Scénario
de Thomas Cadène — Dessins de Joseph Falzon – Couleurs de Marie Galopin
Avril
2018 – 184 pages
Éditions
Le Lombard – lelombard.com
Dans
un futur plus ou moins proche, Josiane et René expérimentent une nouvelle sorte
de réalité virtuelle. Il leur suffit d’imaginer un vêtement pour en être vêtu,
de penser à une île paradisiaque pour s’y retrouver les pieds dans l’eau et
sous un soleil radieux. Cela ressemble aux porn-box et autres procédés de
réalité virtuelle qu’ils connaissent déjà avec un petit plus, ils peuvent se
toucher et avoir des perceptions qui semblent être réelles, la chaleur sur leur
peau, la fraîcheur du vent ou la douceur des caresses.
En
plaçant une femme et un homme ordinaires, prénommés Josiane et René, dans un
monde futur et en grande partie virtuel, Thomas Cadène se prive de ce qui fait
le sel de la majorité de ses créations. En effet, dans la plupart de ses
scénarios, c’est le quotidien et les rapports humains qu’il met en exergue. Il
lui arrive parfois d’ajouter un élément fantastique, comme dans À travers moi, un one-shot qu’il écrit
et dessine pour Paquet en 2007, où le héros devient transparent aux yeux de ses
proches et du reste des gens, mais c’est pour mieux parler de ses relations, désormais
plus que compliquées, avec les autres.
Cette
thématique se retrouve, sans la partie fantastique, au cœur de la saga Les Autres Gens qu’il crée sur Internet.

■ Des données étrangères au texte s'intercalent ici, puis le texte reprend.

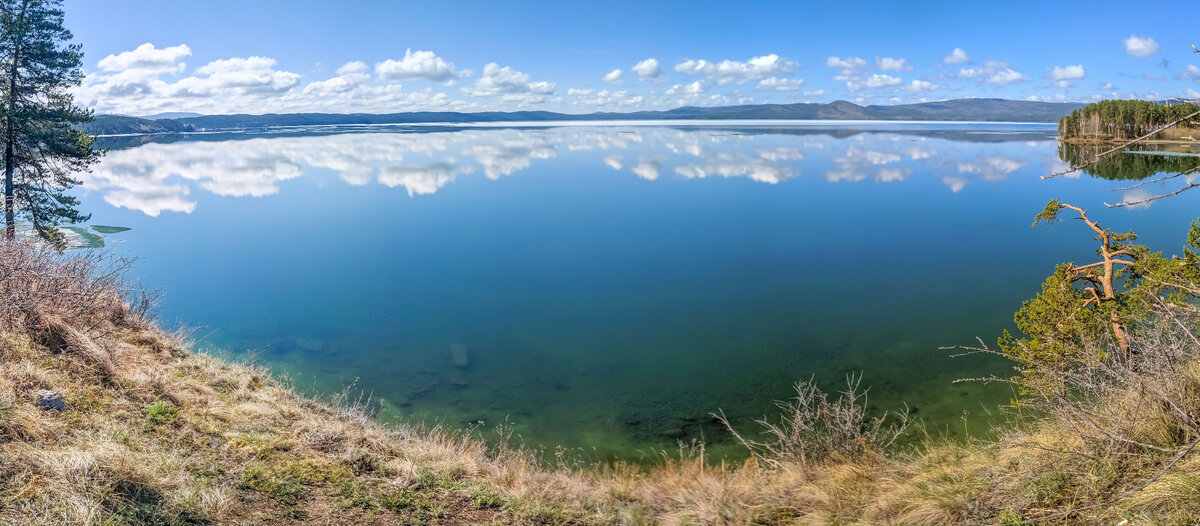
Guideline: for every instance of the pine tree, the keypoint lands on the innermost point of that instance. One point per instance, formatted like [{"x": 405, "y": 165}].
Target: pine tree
[{"x": 42, "y": 144}]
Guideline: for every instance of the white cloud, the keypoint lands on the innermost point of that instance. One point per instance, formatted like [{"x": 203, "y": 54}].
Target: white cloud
[
  {"x": 893, "y": 174},
  {"x": 875, "y": 81},
  {"x": 647, "y": 69},
  {"x": 647, "y": 168},
  {"x": 780, "y": 84},
  {"x": 1006, "y": 76},
  {"x": 1066, "y": 76},
  {"x": 695, "y": 88},
  {"x": 592, "y": 99},
  {"x": 349, "y": 76},
  {"x": 425, "y": 65},
  {"x": 889, "y": 64},
  {"x": 971, "y": 72},
  {"x": 847, "y": 69},
  {"x": 957, "y": 57},
  {"x": 244, "y": 75},
  {"x": 147, "y": 57},
  {"x": 733, "y": 72},
  {"x": 505, "y": 81},
  {"x": 1140, "y": 46},
  {"x": 955, "y": 183}
]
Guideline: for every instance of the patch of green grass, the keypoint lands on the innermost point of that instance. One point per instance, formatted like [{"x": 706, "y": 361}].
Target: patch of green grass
[
  {"x": 161, "y": 412},
  {"x": 489, "y": 500},
  {"x": 287, "y": 482},
  {"x": 1047, "y": 486}
]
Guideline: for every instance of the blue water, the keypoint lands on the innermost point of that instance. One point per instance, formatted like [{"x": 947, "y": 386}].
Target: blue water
[{"x": 607, "y": 287}]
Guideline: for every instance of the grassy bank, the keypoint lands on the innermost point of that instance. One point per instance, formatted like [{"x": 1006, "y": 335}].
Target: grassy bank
[{"x": 154, "y": 434}]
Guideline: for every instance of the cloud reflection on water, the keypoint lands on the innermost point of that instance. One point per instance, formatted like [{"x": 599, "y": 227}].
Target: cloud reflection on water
[{"x": 161, "y": 177}]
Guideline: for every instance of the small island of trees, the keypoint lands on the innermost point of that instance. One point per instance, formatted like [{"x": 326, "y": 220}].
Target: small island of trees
[{"x": 1126, "y": 120}]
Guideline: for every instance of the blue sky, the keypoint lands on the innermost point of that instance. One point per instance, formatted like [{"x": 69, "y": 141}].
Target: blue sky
[{"x": 258, "y": 55}]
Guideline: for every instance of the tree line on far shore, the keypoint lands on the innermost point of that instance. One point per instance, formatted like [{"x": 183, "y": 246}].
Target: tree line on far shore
[{"x": 1122, "y": 120}]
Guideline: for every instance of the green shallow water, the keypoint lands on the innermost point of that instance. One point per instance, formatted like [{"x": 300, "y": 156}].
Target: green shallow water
[{"x": 606, "y": 288}]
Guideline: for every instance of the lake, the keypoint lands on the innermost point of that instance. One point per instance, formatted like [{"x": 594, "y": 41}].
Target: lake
[{"x": 607, "y": 287}]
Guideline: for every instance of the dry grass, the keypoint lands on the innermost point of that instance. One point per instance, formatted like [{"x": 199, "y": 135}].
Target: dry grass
[{"x": 154, "y": 434}]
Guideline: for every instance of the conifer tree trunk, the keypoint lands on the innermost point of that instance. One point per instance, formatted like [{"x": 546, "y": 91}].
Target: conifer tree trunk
[{"x": 10, "y": 159}]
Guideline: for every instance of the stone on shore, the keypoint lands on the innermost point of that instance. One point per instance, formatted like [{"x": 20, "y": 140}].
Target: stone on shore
[{"x": 49, "y": 400}]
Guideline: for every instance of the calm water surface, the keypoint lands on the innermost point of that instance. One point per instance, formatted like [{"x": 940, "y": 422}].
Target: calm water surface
[{"x": 607, "y": 287}]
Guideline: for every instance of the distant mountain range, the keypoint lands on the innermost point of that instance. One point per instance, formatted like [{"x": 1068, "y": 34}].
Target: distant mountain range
[{"x": 961, "y": 109}]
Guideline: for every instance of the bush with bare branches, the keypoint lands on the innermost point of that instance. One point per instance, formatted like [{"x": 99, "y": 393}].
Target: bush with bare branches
[
  {"x": 813, "y": 426},
  {"x": 82, "y": 288}
]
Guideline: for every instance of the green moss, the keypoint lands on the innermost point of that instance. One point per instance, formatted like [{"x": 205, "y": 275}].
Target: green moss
[
  {"x": 287, "y": 482},
  {"x": 161, "y": 412},
  {"x": 486, "y": 498}
]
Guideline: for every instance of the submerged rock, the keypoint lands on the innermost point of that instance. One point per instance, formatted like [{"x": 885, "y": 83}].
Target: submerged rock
[
  {"x": 459, "y": 356},
  {"x": 457, "y": 378},
  {"x": 310, "y": 344},
  {"x": 49, "y": 400}
]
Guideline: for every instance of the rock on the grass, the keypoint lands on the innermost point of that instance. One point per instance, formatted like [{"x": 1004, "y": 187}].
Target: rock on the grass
[{"x": 51, "y": 400}]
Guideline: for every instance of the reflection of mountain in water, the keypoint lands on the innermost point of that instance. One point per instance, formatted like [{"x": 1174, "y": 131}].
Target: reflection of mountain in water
[
  {"x": 159, "y": 173},
  {"x": 1122, "y": 166}
]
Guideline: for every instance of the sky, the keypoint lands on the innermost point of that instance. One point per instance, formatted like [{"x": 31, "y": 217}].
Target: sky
[{"x": 149, "y": 57}]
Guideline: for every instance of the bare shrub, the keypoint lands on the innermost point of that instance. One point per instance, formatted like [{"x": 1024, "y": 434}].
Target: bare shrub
[
  {"x": 811, "y": 426},
  {"x": 82, "y": 288}
]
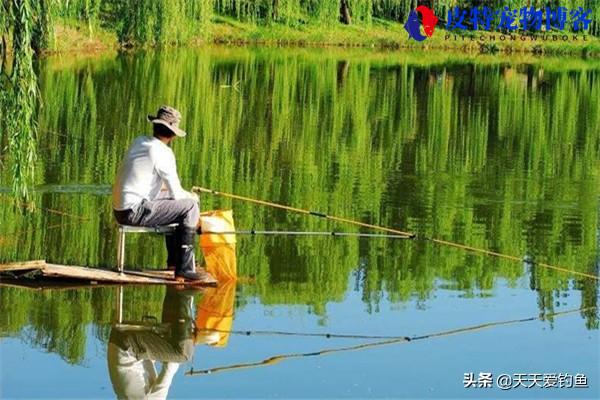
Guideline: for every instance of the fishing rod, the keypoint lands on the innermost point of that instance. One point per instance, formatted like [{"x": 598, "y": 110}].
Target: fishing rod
[
  {"x": 308, "y": 233},
  {"x": 364, "y": 346},
  {"x": 307, "y": 212},
  {"x": 303, "y": 334},
  {"x": 408, "y": 235}
]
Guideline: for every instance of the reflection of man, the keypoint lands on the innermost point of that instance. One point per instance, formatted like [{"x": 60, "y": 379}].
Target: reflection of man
[{"x": 134, "y": 349}]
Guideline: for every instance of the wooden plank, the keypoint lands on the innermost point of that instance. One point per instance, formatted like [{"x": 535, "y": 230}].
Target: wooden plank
[
  {"x": 153, "y": 273},
  {"x": 98, "y": 275},
  {"x": 22, "y": 266},
  {"x": 50, "y": 284}
]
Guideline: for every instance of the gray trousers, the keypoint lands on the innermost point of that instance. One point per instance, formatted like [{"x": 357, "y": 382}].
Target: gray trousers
[{"x": 184, "y": 212}]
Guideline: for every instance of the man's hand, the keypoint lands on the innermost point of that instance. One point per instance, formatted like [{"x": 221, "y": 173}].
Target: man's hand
[{"x": 195, "y": 197}]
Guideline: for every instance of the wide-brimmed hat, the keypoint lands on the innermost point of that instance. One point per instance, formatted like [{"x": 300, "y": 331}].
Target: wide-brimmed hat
[{"x": 169, "y": 117}]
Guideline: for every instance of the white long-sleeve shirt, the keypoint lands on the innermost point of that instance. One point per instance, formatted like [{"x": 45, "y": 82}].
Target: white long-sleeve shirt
[{"x": 148, "y": 165}]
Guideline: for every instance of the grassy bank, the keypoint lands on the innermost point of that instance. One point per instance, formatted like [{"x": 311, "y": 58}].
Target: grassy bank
[
  {"x": 73, "y": 36},
  {"x": 386, "y": 34}
]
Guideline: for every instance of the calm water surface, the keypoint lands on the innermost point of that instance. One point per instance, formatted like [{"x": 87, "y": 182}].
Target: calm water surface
[{"x": 503, "y": 155}]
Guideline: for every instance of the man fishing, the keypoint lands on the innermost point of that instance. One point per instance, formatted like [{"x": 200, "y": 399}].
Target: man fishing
[{"x": 147, "y": 192}]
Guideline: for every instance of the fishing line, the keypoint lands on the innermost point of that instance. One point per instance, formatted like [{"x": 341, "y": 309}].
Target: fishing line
[
  {"x": 308, "y": 233},
  {"x": 401, "y": 339},
  {"x": 408, "y": 235}
]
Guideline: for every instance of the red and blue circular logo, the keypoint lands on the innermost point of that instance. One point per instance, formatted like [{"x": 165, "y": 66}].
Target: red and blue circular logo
[{"x": 413, "y": 25}]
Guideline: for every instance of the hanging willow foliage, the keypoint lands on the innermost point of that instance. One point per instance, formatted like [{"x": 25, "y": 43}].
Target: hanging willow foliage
[{"x": 20, "y": 94}]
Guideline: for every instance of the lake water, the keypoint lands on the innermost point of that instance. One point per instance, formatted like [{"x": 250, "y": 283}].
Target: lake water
[{"x": 501, "y": 154}]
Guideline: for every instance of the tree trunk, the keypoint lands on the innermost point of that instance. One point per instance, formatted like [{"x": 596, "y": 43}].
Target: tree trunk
[{"x": 345, "y": 12}]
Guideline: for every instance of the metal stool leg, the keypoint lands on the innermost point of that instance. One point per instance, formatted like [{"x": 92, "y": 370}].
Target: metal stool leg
[
  {"x": 120, "y": 305},
  {"x": 121, "y": 251}
]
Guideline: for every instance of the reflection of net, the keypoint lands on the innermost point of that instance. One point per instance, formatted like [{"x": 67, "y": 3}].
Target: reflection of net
[{"x": 215, "y": 315}]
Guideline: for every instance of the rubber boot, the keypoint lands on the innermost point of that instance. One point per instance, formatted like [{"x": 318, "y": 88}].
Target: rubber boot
[
  {"x": 186, "y": 268},
  {"x": 172, "y": 251}
]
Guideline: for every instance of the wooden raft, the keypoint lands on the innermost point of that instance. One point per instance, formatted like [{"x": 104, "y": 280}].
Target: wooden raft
[{"x": 53, "y": 272}]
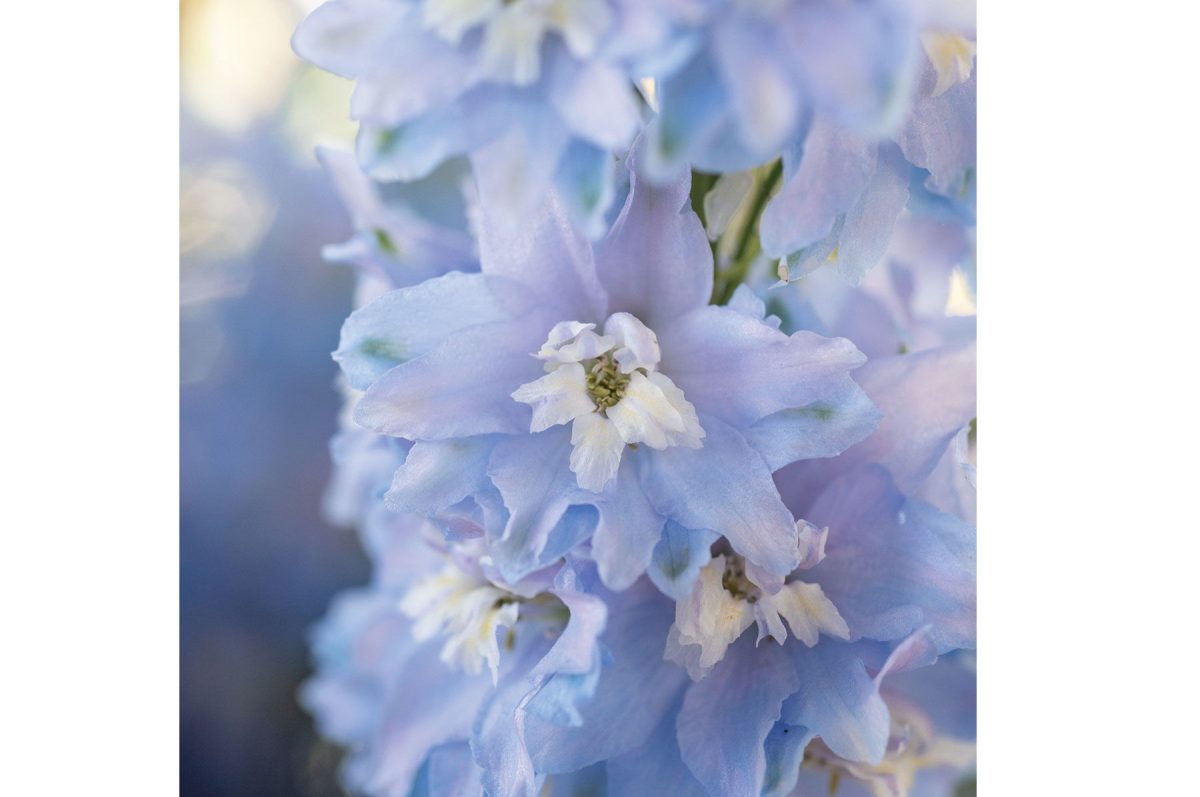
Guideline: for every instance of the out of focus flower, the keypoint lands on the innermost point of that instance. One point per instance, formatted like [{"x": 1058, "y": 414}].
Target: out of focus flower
[{"x": 532, "y": 91}]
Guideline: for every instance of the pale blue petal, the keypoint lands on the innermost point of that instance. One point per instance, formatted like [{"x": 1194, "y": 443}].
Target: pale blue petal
[
  {"x": 437, "y": 474},
  {"x": 678, "y": 558},
  {"x": 940, "y": 136},
  {"x": 406, "y": 323},
  {"x": 387, "y": 94},
  {"x": 449, "y": 771},
  {"x": 549, "y": 259},
  {"x": 412, "y": 150},
  {"x": 838, "y": 701},
  {"x": 655, "y": 263},
  {"x": 822, "y": 179},
  {"x": 430, "y": 705},
  {"x": 498, "y": 736},
  {"x": 867, "y": 228},
  {"x": 693, "y": 107},
  {"x": 927, "y": 397},
  {"x": 893, "y": 565},
  {"x": 726, "y": 717},
  {"x": 597, "y": 103},
  {"x": 585, "y": 179},
  {"x": 628, "y": 531},
  {"x": 724, "y": 487},
  {"x": 634, "y": 693},
  {"x": 592, "y": 781},
  {"x": 765, "y": 96},
  {"x": 857, "y": 58},
  {"x": 576, "y": 525},
  {"x": 743, "y": 370},
  {"x": 655, "y": 767},
  {"x": 532, "y": 473},
  {"x": 343, "y": 36},
  {"x": 822, "y": 429},
  {"x": 363, "y": 467},
  {"x": 461, "y": 387},
  {"x": 567, "y": 677},
  {"x": 784, "y": 749}
]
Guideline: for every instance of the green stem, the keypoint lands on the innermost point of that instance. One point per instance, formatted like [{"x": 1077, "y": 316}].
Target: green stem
[
  {"x": 748, "y": 243},
  {"x": 701, "y": 184}
]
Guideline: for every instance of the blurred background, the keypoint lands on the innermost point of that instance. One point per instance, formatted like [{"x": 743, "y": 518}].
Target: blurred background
[{"x": 259, "y": 313}]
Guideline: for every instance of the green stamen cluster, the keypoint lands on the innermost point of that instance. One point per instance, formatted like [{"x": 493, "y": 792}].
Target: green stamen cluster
[
  {"x": 606, "y": 383},
  {"x": 736, "y": 582}
]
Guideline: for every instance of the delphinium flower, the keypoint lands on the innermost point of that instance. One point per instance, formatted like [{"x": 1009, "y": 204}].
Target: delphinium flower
[
  {"x": 593, "y": 390},
  {"x": 865, "y": 103},
  {"x": 636, "y": 529},
  {"x": 727, "y": 690},
  {"x": 403, "y": 232},
  {"x": 533, "y": 91}
]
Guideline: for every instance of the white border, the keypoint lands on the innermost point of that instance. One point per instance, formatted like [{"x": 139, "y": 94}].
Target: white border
[{"x": 90, "y": 510}]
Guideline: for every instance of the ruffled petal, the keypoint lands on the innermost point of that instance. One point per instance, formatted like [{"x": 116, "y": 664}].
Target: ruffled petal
[
  {"x": 893, "y": 565},
  {"x": 629, "y": 531},
  {"x": 726, "y": 717},
  {"x": 742, "y": 370},
  {"x": 724, "y": 487},
  {"x": 460, "y": 388},
  {"x": 655, "y": 263},
  {"x": 532, "y": 475},
  {"x": 403, "y": 324},
  {"x": 838, "y": 701},
  {"x": 437, "y": 474}
]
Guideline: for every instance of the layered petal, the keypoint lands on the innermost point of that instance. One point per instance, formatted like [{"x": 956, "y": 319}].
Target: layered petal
[
  {"x": 724, "y": 487},
  {"x": 549, "y": 259},
  {"x": 403, "y": 324},
  {"x": 726, "y": 717},
  {"x": 838, "y": 701},
  {"x": 628, "y": 532},
  {"x": 893, "y": 564},
  {"x": 655, "y": 263},
  {"x": 742, "y": 370},
  {"x": 532, "y": 475},
  {"x": 460, "y": 388}
]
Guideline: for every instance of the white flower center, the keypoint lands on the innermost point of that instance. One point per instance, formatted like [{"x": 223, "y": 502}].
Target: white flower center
[
  {"x": 467, "y": 611},
  {"x": 611, "y": 391},
  {"x": 725, "y": 603},
  {"x": 952, "y": 57},
  {"x": 514, "y": 30}
]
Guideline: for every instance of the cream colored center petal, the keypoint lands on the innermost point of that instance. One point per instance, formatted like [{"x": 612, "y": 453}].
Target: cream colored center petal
[
  {"x": 558, "y": 397},
  {"x": 707, "y": 622},
  {"x": 952, "y": 57},
  {"x": 597, "y": 450},
  {"x": 808, "y": 612},
  {"x": 466, "y": 611}
]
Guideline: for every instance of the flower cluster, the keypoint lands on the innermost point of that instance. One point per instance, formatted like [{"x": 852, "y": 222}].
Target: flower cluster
[{"x": 659, "y": 397}]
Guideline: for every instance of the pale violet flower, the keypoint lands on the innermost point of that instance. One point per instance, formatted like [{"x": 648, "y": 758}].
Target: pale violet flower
[
  {"x": 725, "y": 603},
  {"x": 611, "y": 393},
  {"x": 534, "y": 93},
  {"x": 467, "y": 611},
  {"x": 714, "y": 399}
]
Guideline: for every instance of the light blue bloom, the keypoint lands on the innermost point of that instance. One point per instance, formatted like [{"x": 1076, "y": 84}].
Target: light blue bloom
[
  {"x": 646, "y": 401},
  {"x": 403, "y": 233},
  {"x": 533, "y": 93},
  {"x": 844, "y": 191},
  {"x": 899, "y": 571}
]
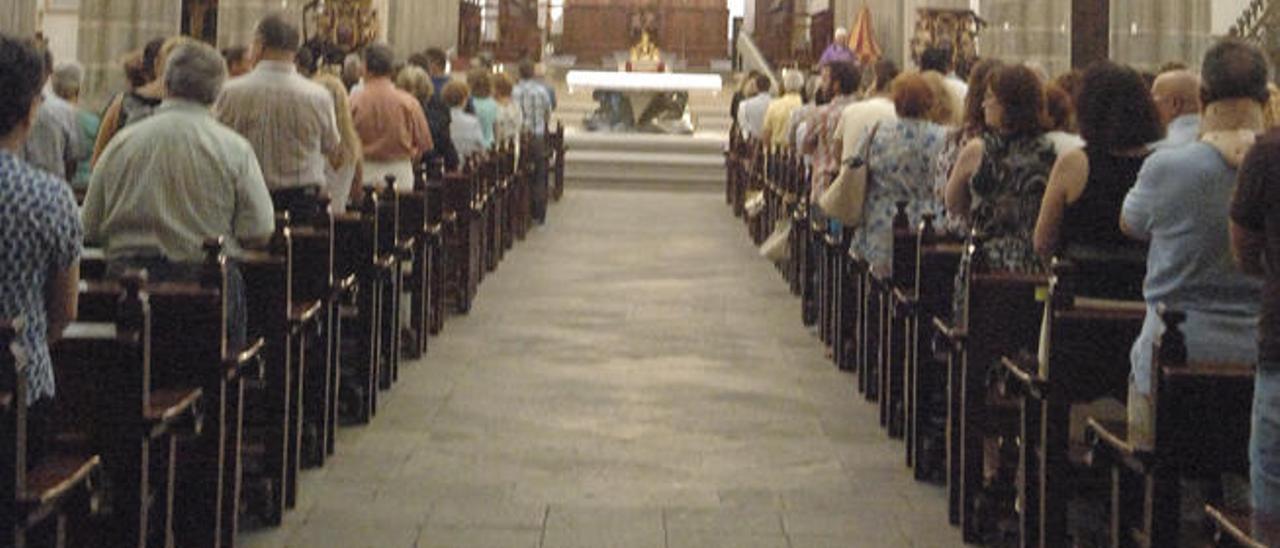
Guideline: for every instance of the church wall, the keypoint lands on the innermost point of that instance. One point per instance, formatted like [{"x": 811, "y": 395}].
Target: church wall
[
  {"x": 417, "y": 24},
  {"x": 108, "y": 30}
]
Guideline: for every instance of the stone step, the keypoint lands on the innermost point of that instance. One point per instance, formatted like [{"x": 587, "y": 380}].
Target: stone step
[{"x": 658, "y": 169}]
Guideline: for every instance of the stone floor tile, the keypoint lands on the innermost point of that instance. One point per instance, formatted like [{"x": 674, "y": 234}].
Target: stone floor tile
[{"x": 440, "y": 537}]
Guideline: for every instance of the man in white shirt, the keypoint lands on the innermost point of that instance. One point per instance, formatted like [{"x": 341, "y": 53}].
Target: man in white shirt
[
  {"x": 858, "y": 119},
  {"x": 750, "y": 113},
  {"x": 288, "y": 119},
  {"x": 1176, "y": 95},
  {"x": 938, "y": 59},
  {"x": 168, "y": 183}
]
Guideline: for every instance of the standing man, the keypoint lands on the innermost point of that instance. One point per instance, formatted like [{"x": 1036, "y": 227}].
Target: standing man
[
  {"x": 389, "y": 122},
  {"x": 535, "y": 108},
  {"x": 1176, "y": 95},
  {"x": 40, "y": 238},
  {"x": 287, "y": 118},
  {"x": 1256, "y": 241},
  {"x": 55, "y": 144},
  {"x": 176, "y": 179}
]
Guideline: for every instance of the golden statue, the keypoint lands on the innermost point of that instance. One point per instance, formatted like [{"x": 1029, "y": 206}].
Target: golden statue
[{"x": 645, "y": 50}]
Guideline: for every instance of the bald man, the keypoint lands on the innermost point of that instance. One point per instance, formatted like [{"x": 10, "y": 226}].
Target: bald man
[
  {"x": 1176, "y": 95},
  {"x": 837, "y": 50}
]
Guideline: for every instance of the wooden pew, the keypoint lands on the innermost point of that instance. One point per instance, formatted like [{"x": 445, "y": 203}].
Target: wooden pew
[
  {"x": 1238, "y": 529},
  {"x": 45, "y": 502},
  {"x": 892, "y": 297},
  {"x": 937, "y": 257},
  {"x": 1088, "y": 357},
  {"x": 1202, "y": 416},
  {"x": 118, "y": 401},
  {"x": 1000, "y": 316}
]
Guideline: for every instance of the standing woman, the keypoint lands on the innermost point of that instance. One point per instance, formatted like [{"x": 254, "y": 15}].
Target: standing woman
[
  {"x": 1086, "y": 191},
  {"x": 1000, "y": 177},
  {"x": 481, "y": 99},
  {"x": 899, "y": 167},
  {"x": 344, "y": 167}
]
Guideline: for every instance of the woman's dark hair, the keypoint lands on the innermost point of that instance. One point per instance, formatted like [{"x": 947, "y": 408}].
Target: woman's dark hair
[
  {"x": 1115, "y": 110},
  {"x": 480, "y": 82},
  {"x": 1061, "y": 109},
  {"x": 845, "y": 76},
  {"x": 885, "y": 72},
  {"x": 1022, "y": 96},
  {"x": 149, "y": 58},
  {"x": 22, "y": 74},
  {"x": 979, "y": 80},
  {"x": 913, "y": 97}
]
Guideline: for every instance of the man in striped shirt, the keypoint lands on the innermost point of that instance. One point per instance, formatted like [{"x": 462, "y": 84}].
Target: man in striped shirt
[{"x": 535, "y": 106}]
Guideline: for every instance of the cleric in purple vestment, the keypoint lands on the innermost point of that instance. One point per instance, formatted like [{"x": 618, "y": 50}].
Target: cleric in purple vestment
[{"x": 839, "y": 50}]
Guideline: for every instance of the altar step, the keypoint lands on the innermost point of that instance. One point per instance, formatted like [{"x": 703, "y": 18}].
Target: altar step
[{"x": 644, "y": 160}]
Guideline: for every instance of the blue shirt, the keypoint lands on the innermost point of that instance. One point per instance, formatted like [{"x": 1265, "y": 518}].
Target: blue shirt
[
  {"x": 40, "y": 233},
  {"x": 1182, "y": 202},
  {"x": 1182, "y": 131},
  {"x": 487, "y": 112},
  {"x": 535, "y": 105}
]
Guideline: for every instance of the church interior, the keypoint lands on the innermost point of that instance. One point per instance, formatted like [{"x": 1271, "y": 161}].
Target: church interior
[{"x": 639, "y": 273}]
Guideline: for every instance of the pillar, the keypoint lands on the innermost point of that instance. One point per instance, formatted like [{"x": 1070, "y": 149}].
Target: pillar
[
  {"x": 18, "y": 17},
  {"x": 417, "y": 24},
  {"x": 112, "y": 28},
  {"x": 1147, "y": 33}
]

Il confie l’illustration de ce feuilleton à une foultitude de dessinateurs,
aussi différents que Bastien Vivès, Boulet, Jérôme d’Aviau, Joseph Falzon et quelques
autres. Les épisodes, édités sous forme physique par Dupuis de 2011 à 2014,
s’intéressent principalement à Mathilde, une jeune étudiante en droit, à la
famille de Mathilde, aux amis de Mathilde, aux relations de Mathilde. Mais
Mathilde n’est que le point de départ de cette chronique qui parle des
problèmes du quotidien, d’argent, d’amour et de sexe.
En
expédiant Josiane et René dans un monde virtuel, Thomas Cadène les place hors
du quotidien et leur offre un total contrôle sur leur environnement. Cela
permet au scénariste de redéfinir leurs priorités et de revenir aux fondamentaux.
L’être humain n’étant à la base qu’un animal sexué, c’est donc par la
redécouverte de leur sexualité que commence le voyage de Josiane et René dans
cette virtualité 2.0.
Si
le dessin très ligne claire de Joseph Falzon peut déconcerter au premier abord,
il s’avère particulièrement adapté à la description du monde d’Alt-Life qu’explorent Josiane et René. Finalement,
en s’intéressant au virtuel, l’œuvre de Cadène et Falzon délivre une surprenante
réflexion sur le réel qu’il ne faut pas hésiter à découvrir.